CHP’nin bu politikasının o günlerde dindar ve sağ partileri zorladığı gibi bugün de zorlayacağı görülüyor. Artık İsmet İnönü dönemi kıtlığından söz etmek, seçim sonuçlarını yirmi yıl önce etkilediği gibi etkilemiyor. Sıradan seçmen, güncele bakıyor ve günün CHP’si, 1960 öncesi CHP’sini, Kemalist kesimleri, hiç ihmal etmeden 1960 sonrası yoksulluk ve rüşvet edebiyatını da yapabiliyor. Köklerle günceli buluşturan bu çok yönlülüğün CHP’ye bir getirisi olacaktır.
Halkın önemli bir kesimi, kalkınma hamlelerini 2002’de karşıladığı gibi karşılamıyor; yap-işlet-devret işletmeciliği ve sosyal medya propagandası çoğu kişinin gözünde kalkınma hamlelerini şaibeli hâle getirmiştir. Bu kişiler, kalkınma yönündeki hizmetleri, Hazine’nin zenginliğinin halka aktarılmasındansa birkaç iş adamı ve siyasetçiye aktarılması olarak değerlendiriyor. Sosyal politikaları yeni bir hamle ile sürdürme çabasından uzaklaşmış görünen AK Parti, bu yöndeki propagandayı kıramıyor.
Gelinen noktada;
Bu durum, HÜDAPAR ve Saadet Partisi gibi partiler için önemli bir siyaset imkânıdır.
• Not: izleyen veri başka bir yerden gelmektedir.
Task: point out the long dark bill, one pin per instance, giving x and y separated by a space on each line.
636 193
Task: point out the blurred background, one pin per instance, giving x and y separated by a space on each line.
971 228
Ancak Saadet Partisi’nin genel anlamda kendisini Millet İttifakı’na mahkûm bırakması, önünde büyük bir engel olarak görünmektedir.
Milliyetçi partilere gelince onlar Türkiye siyasetinde hep bir yere sahip olacaklardır. Ama hiçbir zaman Türkiye’de esas aktör olmayacaklardır. Dolayısıyla geleceğin Türkiye siyasetinde yine iki ana akım yarışacaktır. Bugün için Cumhurbaşkanı Recep Tayyip Erdoğan’ın önderliğini yaptığı milli yapılar ile Batılılaşmayı idealleştiren CHP zihniyeti, 2023’te kozlarını paylaşmaya devam edecektir. Milliyetçi partiler, bu iki akımdan birini tercih ederek çıkarlarını ve devletin sürekliliği ideallerini koruma yoluna gideceklerdir.
CHP, tek başına azınlıkta kalacağını bildiğinden Ankara Belediyesi’nde olduğu gibi dışarıdan bir sağcıyı ya da İstanbul seçimlerinde olduğu gibi içeriden sağa yakın olma izlenimi veren bir ismi öne çıkarabilir. Fakat sonuç ne olursa olsun, siyasetteki varlığını sürdürecektir. Türkiye henüz, CHP’nin yüzde yirmilerin altında sabitleneceği bir noktaya gelmedi ve bu durum, siyasette sıkça yer değiştiren milliyetçi yapılarla birlikte değerlendirildiğinde Türkiye’nin iç politikasında önemli bir belirleyen olmaya devam etmektedir.
Bu durum dünyadaki otoriterleşme eğilimi ile birlikte değerlendirildiğinde İslamî kesimlerin kazanımları açısından pek çok risk taşımaktadır.